A Dillard's store.

Dillard’s Inc. is holding its ground in department store land.

For the year ended Feb. 2, the company earnings decreased to $170.3 million from $221.3 million, when tax changes boosted the bottom line by $77.4 million. Revenues inched up 1.3 percent to $6.5 billion from $6.42 billion.

Fourth-quarter profits tallied $85.1 million down from the tax-enhanced $157.6 million earned a year earlier as revenues slipped to $2.06 billion from $2.11 billion with a 2 percent comp gain.

Management trumpeted the company’s comp sales gains.

“Our 2 percent comparable store sales increase for 2018 is comprised of four quarters of positive sales,” said Dillard’s Chief Executive Officer, William T. Dillard 2nd. “For the year, we held retail gross margin and operating expenses flat as a percent of sales.

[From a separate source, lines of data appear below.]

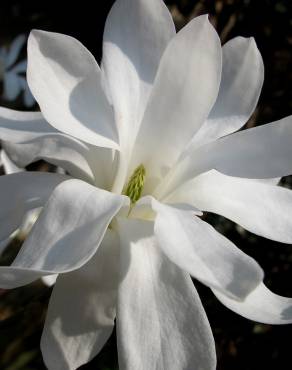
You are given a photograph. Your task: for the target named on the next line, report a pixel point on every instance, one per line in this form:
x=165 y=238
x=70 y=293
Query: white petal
x=136 y=34
x=21 y=192
x=82 y=310
x=9 y=166
x=16 y=126
x=207 y=255
x=183 y=94
x=20 y=67
x=66 y=235
x=28 y=98
x=66 y=82
x=49 y=280
x=161 y=323
x=14 y=50
x=261 y=305
x=261 y=208
x=12 y=86
x=241 y=84
x=261 y=152
x=58 y=149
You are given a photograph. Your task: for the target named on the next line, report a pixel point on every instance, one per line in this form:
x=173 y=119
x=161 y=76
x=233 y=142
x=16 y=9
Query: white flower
x=11 y=73
x=150 y=122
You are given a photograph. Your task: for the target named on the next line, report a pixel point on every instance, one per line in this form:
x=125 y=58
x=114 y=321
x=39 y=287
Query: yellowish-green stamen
x=135 y=184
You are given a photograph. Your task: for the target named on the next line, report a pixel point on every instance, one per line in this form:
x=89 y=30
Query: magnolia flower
x=12 y=73
x=149 y=143
x=30 y=218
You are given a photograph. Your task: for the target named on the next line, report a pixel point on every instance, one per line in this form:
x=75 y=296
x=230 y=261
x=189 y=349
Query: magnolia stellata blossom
x=30 y=218
x=12 y=72
x=149 y=143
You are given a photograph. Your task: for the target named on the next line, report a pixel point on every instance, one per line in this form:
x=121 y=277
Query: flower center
x=135 y=184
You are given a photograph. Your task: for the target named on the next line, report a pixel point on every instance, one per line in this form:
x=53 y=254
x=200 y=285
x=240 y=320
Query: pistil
x=135 y=184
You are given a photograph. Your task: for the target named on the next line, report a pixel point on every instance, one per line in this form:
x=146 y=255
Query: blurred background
x=241 y=344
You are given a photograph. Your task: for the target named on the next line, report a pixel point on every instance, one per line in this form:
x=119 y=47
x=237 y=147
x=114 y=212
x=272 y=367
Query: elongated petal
x=261 y=208
x=207 y=255
x=8 y=166
x=82 y=310
x=135 y=37
x=59 y=149
x=66 y=234
x=65 y=80
x=261 y=305
x=14 y=50
x=183 y=94
x=21 y=192
x=240 y=87
x=16 y=126
x=161 y=323
x=261 y=152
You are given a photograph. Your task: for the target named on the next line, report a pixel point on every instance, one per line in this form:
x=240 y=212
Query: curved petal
x=59 y=149
x=21 y=192
x=135 y=37
x=14 y=50
x=261 y=208
x=82 y=310
x=184 y=91
x=240 y=87
x=16 y=126
x=261 y=305
x=66 y=82
x=66 y=234
x=8 y=166
x=261 y=152
x=161 y=323
x=199 y=249
x=49 y=280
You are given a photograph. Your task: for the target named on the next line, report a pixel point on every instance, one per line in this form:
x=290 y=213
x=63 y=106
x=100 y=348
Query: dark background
x=241 y=344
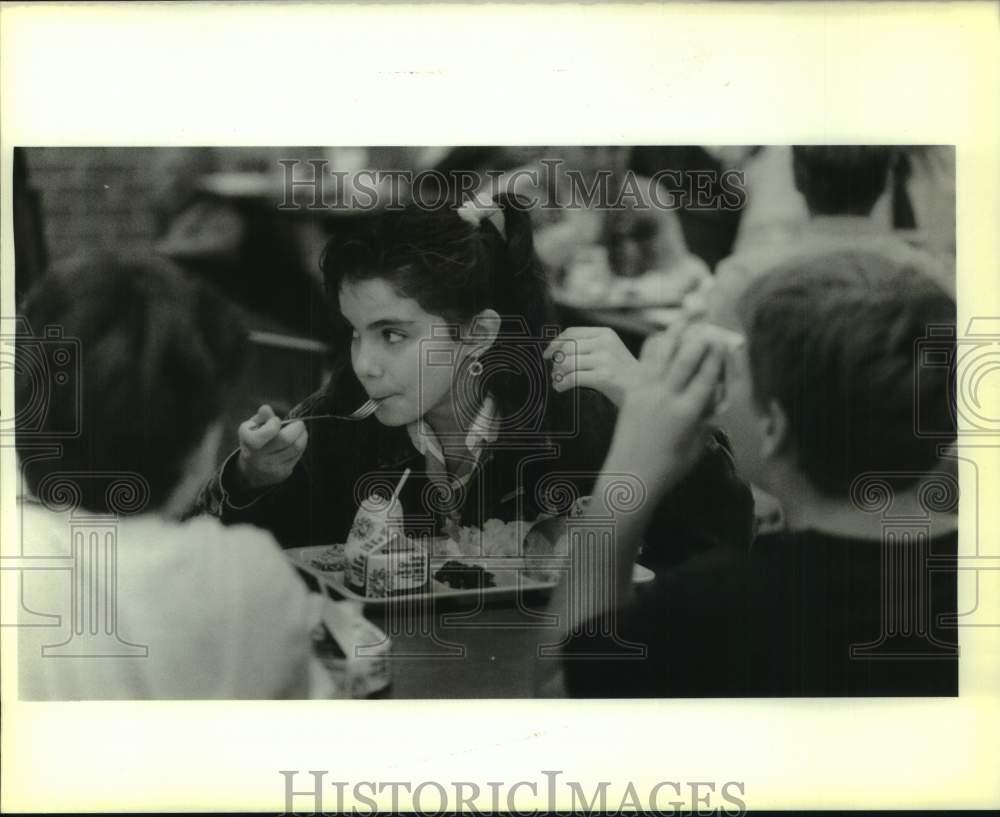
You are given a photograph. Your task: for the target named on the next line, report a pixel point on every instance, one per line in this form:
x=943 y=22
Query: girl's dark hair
x=127 y=364
x=455 y=269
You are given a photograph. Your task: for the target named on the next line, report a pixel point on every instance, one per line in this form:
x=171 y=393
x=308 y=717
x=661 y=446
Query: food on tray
x=330 y=560
x=494 y=539
x=380 y=560
x=461 y=576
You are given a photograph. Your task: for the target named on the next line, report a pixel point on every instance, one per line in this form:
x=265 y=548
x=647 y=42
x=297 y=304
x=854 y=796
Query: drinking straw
x=399 y=487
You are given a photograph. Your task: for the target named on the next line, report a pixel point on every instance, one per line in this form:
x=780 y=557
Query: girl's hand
x=593 y=357
x=268 y=452
x=663 y=421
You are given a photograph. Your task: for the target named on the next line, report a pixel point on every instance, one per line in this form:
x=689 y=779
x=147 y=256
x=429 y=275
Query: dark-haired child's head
x=827 y=385
x=158 y=356
x=441 y=310
x=841 y=180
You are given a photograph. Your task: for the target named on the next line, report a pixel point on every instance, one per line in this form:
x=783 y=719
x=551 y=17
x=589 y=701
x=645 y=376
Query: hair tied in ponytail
x=477 y=208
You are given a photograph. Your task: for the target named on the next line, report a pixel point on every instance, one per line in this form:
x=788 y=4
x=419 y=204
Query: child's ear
x=484 y=328
x=774 y=430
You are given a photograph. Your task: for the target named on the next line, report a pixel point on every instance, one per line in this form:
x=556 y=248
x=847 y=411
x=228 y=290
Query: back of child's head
x=832 y=339
x=159 y=355
x=841 y=180
x=455 y=268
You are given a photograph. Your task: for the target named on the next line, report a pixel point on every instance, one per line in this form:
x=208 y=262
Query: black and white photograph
x=571 y=421
x=510 y=443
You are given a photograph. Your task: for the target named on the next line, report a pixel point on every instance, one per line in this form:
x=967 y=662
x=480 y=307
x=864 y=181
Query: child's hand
x=593 y=357
x=662 y=424
x=268 y=452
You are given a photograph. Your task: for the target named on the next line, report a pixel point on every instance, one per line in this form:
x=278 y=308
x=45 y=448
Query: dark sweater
x=805 y=614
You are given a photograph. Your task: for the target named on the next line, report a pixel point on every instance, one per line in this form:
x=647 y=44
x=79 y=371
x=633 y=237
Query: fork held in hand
x=360 y=413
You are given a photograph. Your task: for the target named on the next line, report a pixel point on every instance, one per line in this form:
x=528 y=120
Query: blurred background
x=221 y=214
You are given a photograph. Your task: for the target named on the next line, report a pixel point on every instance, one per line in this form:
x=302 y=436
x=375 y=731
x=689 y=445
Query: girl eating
x=445 y=320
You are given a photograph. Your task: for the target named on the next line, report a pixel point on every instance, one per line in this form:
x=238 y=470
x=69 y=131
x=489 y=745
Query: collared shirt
x=470 y=457
x=484 y=429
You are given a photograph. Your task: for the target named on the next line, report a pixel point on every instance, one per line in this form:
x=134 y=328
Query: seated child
x=146 y=606
x=819 y=406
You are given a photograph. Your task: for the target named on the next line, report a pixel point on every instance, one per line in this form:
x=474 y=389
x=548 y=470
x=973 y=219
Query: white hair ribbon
x=480 y=207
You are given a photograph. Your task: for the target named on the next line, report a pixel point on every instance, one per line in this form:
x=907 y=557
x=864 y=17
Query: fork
x=362 y=412
x=365 y=410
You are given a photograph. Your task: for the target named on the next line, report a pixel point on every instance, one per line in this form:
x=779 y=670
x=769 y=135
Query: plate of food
x=447 y=576
x=379 y=563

Additionally, during 2018, we returned $139 million to shareholders through share repurchases and dividends.”

The mood improved from November when the company said it was a “disappointing” third quarter with markdowns weighing on margins.

Holiday sales have generally missed rosy expectations for retail and investors are holding their breath as the larger players, including Macy’s Inc. on Tuesday, roll out their results for the period.

As worries about weakness on the horizon linger, more investors are starting to look for prudence as companies balance spending to evolve their operations and cater to online customers with expense cuts to help maintain margins.